How many lines of code I need to write? [<<] [<] [>]
Here is a summary of the solution code. The final row gives total lines inserted and deleted; a changed line counts as both an insertion and a deletion. However, there are many possible solutions and many of them may differ.
part2/execute.c | 492 ++++++++++++++++++++++++++++++++++++++++++++++++++++++++++++++++++++++++++++++++++++++++++++++++++++++++++++++++++++++++++++++++++++++++++++++++++++++++++++++++++++++++++++++++++++++++++++++++++++++++++++++++++++++
part2/execute_utils.c | 30 +++++++++++++
part2/logs.c | 161 +++++++++++++++++++++++++++++++++++++++++++++++++++++++++++++++++++++-
part2/logs.h | 17 ++++++--
part2/mem.c | 73 ++++++++++++++++++++++++++++++++
5 files changed, 769 insertions(+), 4 deletions(-)
Submission [<<] [<] [>]
- Create a text file autolab.txt. The first line has to be the name of your p1.2 project in gitlab. So p1.2_email1_email2.
- The following lines have to contain a long, random secret. Commit and push to gitlab. We will test the length and randomness of this secret by running tar -cjf size.tar.bz2 autolab.txt.
- When you want to run the autograder in autolab, you have to upload your autolab.txt. Autolab will clone, from gitlab, the default branch (in most case is "main" branch), of the repo specified in the autolab.txt you uploaded and then continue grading only if all of these conditions are met:
- The autolab.txt you uploaded and the one in the clone repo are identical.
- The size of the generated size.tar.bz2 is at least 1000B.
- Only the files from the framework are present in the cloned repo.
- Autolab will replace all files except *.c, *.h with the framework versions before compiling your code.
Autolab Results [<<] [<]
tests 0-xx stands for common results, and the cases are listed below.

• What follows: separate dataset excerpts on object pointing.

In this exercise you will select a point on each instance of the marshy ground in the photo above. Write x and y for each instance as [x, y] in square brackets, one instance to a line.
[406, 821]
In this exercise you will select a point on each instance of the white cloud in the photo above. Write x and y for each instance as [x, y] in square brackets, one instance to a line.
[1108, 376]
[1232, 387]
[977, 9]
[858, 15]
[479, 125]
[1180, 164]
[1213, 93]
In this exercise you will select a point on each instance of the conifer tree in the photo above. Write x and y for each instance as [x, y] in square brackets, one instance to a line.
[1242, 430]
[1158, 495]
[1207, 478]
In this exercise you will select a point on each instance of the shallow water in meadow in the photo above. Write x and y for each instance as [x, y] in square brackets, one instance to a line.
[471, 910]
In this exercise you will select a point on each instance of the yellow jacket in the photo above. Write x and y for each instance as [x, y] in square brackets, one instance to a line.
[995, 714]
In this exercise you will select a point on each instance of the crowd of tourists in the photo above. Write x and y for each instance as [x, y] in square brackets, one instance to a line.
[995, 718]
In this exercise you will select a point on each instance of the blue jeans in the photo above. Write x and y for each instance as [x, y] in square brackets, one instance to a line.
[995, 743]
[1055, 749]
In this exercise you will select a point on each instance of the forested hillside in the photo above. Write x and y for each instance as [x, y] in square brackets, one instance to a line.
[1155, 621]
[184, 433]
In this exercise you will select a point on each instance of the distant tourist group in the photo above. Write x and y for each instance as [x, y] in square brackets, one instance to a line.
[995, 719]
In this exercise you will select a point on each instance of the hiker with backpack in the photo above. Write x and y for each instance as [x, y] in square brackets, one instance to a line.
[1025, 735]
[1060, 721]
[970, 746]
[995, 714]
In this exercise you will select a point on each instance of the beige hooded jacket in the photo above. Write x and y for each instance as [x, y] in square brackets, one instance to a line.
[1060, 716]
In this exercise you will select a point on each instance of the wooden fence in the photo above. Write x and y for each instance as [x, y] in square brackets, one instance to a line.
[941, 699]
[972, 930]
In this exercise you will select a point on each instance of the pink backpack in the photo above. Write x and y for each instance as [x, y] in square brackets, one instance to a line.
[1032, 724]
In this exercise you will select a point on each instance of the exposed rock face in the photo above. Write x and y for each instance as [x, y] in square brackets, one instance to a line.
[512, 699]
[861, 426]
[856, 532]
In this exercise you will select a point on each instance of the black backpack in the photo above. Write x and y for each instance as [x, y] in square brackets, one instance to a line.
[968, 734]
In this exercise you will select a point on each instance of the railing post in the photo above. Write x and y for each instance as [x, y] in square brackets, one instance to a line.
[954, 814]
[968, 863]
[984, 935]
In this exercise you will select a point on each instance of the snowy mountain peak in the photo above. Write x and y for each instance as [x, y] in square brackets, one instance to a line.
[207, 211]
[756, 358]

Test Case Number | Point of Interest |
0-00 | Basic arithmetic operations |
0-01 | Instructions involving unsigned numbers |
0-02 & 0-03 | Logs component and prev operations |
0-04 | ecall |
0-05 | branch and jump |
0-06 | Error handling |
0-07 & 0-08 | Arithmetic involving negative numbers |
0-09 ~ 0-14 | Complex |
tests 0-xx-mem stands for memory leak detection test. All common tests are enforced with a memory leak detection test.